Hughes said people need to know how to stop cases from being controverted. “A lot is spent on slowing down cases, and people don’t feel they are being taken care of,” he said.

 

Bell said delay benefits no one in the end. “If you’re going to pay, pay sooner rather than later.” He said the WCB has accelerated its Office of Appeals timeframes down to the point where delay does not pay—and the WCB is now upheld 90 percent of the time by the Appellate Division.

 

Sen. Maziarz wondered why the system is getting more expensive.

 

Bell countered that rates actually came down 40 percent after the 1996 reforms, but that individual employers’ premiums depend on other factors.
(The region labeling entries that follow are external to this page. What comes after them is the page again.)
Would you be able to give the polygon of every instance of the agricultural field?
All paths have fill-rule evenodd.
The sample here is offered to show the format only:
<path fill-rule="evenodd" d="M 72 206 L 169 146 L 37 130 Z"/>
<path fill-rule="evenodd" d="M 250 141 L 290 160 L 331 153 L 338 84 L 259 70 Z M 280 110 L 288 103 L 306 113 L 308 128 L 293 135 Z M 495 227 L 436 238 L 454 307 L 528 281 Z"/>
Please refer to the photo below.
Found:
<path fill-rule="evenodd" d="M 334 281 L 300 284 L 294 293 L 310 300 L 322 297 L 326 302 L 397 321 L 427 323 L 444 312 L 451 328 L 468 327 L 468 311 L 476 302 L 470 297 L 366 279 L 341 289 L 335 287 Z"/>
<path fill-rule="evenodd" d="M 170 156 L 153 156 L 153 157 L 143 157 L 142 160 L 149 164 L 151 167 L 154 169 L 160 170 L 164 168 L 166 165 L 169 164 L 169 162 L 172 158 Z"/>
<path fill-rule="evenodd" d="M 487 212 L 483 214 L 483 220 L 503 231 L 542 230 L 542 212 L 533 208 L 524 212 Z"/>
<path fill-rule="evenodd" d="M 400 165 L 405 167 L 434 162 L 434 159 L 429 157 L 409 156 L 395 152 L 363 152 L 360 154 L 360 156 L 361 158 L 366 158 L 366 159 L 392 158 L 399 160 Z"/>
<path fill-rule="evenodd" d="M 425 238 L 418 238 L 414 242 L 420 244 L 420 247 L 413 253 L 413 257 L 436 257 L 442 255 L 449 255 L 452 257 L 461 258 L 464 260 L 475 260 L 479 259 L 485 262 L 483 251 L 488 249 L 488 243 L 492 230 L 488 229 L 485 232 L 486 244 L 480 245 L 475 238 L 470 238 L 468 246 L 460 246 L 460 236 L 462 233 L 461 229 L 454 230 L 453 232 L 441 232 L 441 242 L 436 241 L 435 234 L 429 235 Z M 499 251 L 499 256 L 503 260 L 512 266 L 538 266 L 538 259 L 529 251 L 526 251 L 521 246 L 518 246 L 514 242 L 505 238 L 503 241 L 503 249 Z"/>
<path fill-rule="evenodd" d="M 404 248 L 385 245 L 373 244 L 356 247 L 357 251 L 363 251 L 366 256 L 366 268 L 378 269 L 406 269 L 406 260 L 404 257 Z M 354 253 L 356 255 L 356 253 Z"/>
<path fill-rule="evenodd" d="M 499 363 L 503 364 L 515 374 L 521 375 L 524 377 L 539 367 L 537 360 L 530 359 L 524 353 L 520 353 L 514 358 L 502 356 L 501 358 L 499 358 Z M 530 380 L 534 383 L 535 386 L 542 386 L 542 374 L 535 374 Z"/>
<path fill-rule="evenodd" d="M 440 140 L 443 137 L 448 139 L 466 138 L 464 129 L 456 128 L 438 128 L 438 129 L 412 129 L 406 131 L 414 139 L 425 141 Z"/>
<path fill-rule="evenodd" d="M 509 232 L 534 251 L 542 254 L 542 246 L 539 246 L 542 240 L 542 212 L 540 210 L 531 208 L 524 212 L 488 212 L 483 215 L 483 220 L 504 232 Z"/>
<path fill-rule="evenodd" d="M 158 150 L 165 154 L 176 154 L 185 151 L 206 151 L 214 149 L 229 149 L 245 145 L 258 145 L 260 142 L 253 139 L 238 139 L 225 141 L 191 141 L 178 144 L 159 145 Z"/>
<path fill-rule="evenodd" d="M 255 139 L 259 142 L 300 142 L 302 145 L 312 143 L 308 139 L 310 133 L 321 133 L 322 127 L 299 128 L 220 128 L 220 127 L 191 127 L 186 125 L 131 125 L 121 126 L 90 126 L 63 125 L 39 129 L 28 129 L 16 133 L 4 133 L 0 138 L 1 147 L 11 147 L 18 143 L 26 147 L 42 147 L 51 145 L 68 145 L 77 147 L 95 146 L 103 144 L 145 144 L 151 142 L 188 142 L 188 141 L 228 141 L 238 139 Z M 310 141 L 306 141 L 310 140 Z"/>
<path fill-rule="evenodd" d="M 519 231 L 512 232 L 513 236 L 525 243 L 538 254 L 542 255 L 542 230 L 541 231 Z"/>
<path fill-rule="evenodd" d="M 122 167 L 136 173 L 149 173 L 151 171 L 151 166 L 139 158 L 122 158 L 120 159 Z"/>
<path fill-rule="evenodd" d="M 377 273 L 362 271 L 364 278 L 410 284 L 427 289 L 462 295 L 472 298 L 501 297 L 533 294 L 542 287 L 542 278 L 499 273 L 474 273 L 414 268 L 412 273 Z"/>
He criticized California’s “open rating” system as promoting instability, saying insurers wrote at an underwriting loss prior to the pullback of the stock market.

 

Closing points

Sen. Maziarz asked Business and Labor each to make a closing statement.

 

Walsh covered one more aspect of the Governor’s bill, letting employers pay prescription drug costs for up to one year without prejudice to the case. Responding somewhat obliquely to Hughes about the insurance industry, he said people get into the workers’ comp system as a way to make money, but it is the employer who pays the costs.

 

Hughes said he always wants to know, in Labor negotiations as well as this issue, where the money is. “We [Labor] are the only ones looking at benefits as our prime concern,” he concluded.